Boy: No, I mean comfortable with what you do! Are you doing enough stuff?
Sheep: Is “enough” another idea?
Boy: Yes. But are you worried about death?
Sheep: I know it happens but I don’t know when. What’s there to worry about?
Boy: I think we worry about death a bit as we don’t know what the purpose of life is.
Sheep: Is “purpose” another of your ideas?
Boy: Yes
Sheep: Is worrying an idea too?
Boy: It’s more like a feeling.
Sheep: What’s the feeling?
Boy: A feeling of going round and round in circles with my ideas, and this then tensing the muscles in my chest.
Sheep: So you create a purpose-idea to experience a happy-idea that is difficult because you have created a worry-idea and end up tensing your muscles?
Boy: Sort of
Sheep: So why do you focus on that happy-idea if it tenses you up?
Boy: Maybe because it’s what grown-ups do. But are you saying you don’t think?
Sheep: Baa! Animals think too. Didn’t you notice? But I don’t create ideas. I appreciate stuff I like, and avoid experiences I don’t like. Just look at the sunset!
Boy: Yes, it’s nice. But isn’t that a bit selfish?
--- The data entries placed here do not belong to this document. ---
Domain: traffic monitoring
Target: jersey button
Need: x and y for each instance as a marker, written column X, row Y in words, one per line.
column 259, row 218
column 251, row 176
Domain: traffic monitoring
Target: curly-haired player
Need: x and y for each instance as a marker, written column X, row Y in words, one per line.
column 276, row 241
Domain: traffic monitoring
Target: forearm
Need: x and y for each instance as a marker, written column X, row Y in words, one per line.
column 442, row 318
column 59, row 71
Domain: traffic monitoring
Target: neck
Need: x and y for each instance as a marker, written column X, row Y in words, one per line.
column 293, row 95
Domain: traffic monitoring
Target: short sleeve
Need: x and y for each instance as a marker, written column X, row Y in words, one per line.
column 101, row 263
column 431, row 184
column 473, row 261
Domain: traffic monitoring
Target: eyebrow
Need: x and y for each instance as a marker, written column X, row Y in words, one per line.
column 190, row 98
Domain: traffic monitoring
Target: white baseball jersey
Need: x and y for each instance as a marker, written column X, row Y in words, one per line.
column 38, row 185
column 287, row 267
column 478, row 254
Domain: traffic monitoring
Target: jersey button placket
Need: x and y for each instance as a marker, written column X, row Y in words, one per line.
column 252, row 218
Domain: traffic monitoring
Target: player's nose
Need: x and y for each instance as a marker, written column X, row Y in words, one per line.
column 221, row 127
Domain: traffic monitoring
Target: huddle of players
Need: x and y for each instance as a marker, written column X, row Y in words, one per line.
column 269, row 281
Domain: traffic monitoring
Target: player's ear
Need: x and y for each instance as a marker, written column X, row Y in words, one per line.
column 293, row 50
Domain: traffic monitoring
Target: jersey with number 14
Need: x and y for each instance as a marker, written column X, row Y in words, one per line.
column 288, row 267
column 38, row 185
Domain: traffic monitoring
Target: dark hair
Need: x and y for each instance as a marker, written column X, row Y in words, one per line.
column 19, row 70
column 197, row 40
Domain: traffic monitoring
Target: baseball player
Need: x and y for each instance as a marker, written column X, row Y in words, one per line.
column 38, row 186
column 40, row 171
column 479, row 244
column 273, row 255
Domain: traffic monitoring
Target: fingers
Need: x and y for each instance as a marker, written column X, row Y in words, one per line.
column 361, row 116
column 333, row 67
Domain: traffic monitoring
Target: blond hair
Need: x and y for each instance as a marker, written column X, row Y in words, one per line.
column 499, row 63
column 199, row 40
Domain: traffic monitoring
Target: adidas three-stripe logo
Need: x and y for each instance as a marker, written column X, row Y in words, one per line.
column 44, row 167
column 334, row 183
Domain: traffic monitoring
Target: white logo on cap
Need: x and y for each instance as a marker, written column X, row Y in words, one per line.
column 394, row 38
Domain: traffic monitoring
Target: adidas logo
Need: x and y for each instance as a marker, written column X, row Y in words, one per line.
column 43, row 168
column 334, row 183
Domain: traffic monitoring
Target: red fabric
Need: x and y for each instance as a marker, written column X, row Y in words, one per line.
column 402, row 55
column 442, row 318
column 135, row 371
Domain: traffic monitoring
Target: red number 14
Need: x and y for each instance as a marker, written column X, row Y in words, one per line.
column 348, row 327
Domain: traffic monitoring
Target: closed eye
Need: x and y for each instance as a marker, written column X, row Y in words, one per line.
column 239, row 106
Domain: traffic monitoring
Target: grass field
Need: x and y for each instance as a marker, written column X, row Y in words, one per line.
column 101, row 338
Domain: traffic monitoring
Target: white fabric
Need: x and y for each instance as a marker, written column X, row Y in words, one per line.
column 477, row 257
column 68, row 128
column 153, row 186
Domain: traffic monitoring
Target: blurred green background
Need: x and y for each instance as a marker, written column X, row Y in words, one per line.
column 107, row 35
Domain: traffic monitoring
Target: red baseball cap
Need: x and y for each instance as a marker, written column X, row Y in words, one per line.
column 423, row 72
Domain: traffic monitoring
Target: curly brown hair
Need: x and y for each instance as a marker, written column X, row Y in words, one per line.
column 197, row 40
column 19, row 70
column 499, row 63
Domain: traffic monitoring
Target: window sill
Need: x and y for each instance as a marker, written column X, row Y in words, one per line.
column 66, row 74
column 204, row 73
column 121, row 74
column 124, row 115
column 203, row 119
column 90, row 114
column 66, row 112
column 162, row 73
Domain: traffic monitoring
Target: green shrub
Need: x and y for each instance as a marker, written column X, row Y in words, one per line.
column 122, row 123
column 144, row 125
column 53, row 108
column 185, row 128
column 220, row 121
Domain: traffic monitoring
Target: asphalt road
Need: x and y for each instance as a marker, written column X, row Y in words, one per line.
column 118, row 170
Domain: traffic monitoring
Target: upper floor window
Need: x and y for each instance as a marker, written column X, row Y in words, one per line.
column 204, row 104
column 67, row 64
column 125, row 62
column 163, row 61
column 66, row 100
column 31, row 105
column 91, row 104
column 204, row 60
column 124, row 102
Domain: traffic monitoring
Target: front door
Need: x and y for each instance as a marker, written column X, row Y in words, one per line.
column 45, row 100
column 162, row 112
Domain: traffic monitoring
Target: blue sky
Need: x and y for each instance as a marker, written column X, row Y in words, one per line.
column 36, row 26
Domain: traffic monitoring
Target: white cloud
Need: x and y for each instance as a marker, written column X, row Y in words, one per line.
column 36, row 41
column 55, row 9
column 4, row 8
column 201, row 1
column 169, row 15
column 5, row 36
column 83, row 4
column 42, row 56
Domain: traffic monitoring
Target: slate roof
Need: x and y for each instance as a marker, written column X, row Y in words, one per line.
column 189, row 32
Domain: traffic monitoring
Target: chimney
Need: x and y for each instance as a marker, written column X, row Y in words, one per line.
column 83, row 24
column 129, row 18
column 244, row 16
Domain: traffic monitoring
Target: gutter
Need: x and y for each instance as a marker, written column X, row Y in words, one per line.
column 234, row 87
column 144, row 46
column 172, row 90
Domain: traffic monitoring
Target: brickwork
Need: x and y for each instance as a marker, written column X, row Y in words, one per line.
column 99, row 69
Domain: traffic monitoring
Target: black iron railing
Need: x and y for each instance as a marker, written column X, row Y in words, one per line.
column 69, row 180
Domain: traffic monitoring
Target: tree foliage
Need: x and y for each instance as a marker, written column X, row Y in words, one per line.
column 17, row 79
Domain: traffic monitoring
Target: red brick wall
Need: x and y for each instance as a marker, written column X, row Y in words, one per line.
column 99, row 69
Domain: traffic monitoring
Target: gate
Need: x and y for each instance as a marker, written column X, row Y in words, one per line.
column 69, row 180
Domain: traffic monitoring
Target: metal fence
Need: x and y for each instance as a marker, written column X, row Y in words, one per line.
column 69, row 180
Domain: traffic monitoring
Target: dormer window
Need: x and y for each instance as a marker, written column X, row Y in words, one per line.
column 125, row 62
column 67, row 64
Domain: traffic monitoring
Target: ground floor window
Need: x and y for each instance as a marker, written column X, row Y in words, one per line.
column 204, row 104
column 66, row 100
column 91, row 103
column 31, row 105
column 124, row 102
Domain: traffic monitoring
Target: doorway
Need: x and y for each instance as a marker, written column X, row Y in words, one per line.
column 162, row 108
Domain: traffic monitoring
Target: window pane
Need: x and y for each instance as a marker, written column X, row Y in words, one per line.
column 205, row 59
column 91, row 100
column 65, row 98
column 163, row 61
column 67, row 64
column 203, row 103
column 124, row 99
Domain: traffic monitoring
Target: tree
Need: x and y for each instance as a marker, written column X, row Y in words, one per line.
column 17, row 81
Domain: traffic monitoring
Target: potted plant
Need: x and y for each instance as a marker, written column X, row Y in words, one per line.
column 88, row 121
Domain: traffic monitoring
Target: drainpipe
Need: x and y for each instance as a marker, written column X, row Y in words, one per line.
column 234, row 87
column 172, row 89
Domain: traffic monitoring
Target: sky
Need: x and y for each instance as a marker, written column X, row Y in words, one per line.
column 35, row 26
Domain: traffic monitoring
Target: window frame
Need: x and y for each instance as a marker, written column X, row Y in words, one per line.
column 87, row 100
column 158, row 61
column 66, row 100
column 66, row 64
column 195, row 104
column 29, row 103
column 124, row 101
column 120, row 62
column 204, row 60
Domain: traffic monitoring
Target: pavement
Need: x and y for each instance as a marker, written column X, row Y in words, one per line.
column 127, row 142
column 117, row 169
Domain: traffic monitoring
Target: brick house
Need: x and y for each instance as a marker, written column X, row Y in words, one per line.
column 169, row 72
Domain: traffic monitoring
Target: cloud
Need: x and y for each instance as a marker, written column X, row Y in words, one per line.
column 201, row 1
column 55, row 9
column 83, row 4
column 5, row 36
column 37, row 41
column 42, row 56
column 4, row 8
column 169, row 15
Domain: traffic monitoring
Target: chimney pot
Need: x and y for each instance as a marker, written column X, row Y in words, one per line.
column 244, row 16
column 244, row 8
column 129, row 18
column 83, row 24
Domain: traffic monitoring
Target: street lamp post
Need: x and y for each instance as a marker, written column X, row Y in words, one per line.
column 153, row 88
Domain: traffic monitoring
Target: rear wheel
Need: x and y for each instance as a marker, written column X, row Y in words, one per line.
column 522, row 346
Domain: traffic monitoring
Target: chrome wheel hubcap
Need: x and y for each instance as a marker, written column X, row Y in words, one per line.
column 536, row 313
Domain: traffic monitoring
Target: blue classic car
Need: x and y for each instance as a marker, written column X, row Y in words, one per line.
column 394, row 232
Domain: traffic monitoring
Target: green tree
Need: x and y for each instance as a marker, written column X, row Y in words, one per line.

Sheep: There you go again with another idea! “Selfish!” My positive feeling from looking at the sunset is the Universe’s experience as well as mine. I’m enjoying the universe enjoying me enjoying the sunset. Wjy else would it have made it so beautiful to us?
Boy: So are all our ideas and concepts bad?
Sheep: No, your ability to create concepts and ideas has given you your technology and culture. I wouldn’t be here otherwise. Neither would so many of you! Your ideas of geometry and building mean I have a nice warm barn for the winter, if I’m still here.
Boy: OK, I get it. Some ideas are useful and some are not. It’s what they do to us, and what we do with them, that matters.
Sheep: Nice. Will you experience a happy-idea when you eat me?
Boy: I did before. But I’m not sure anymore.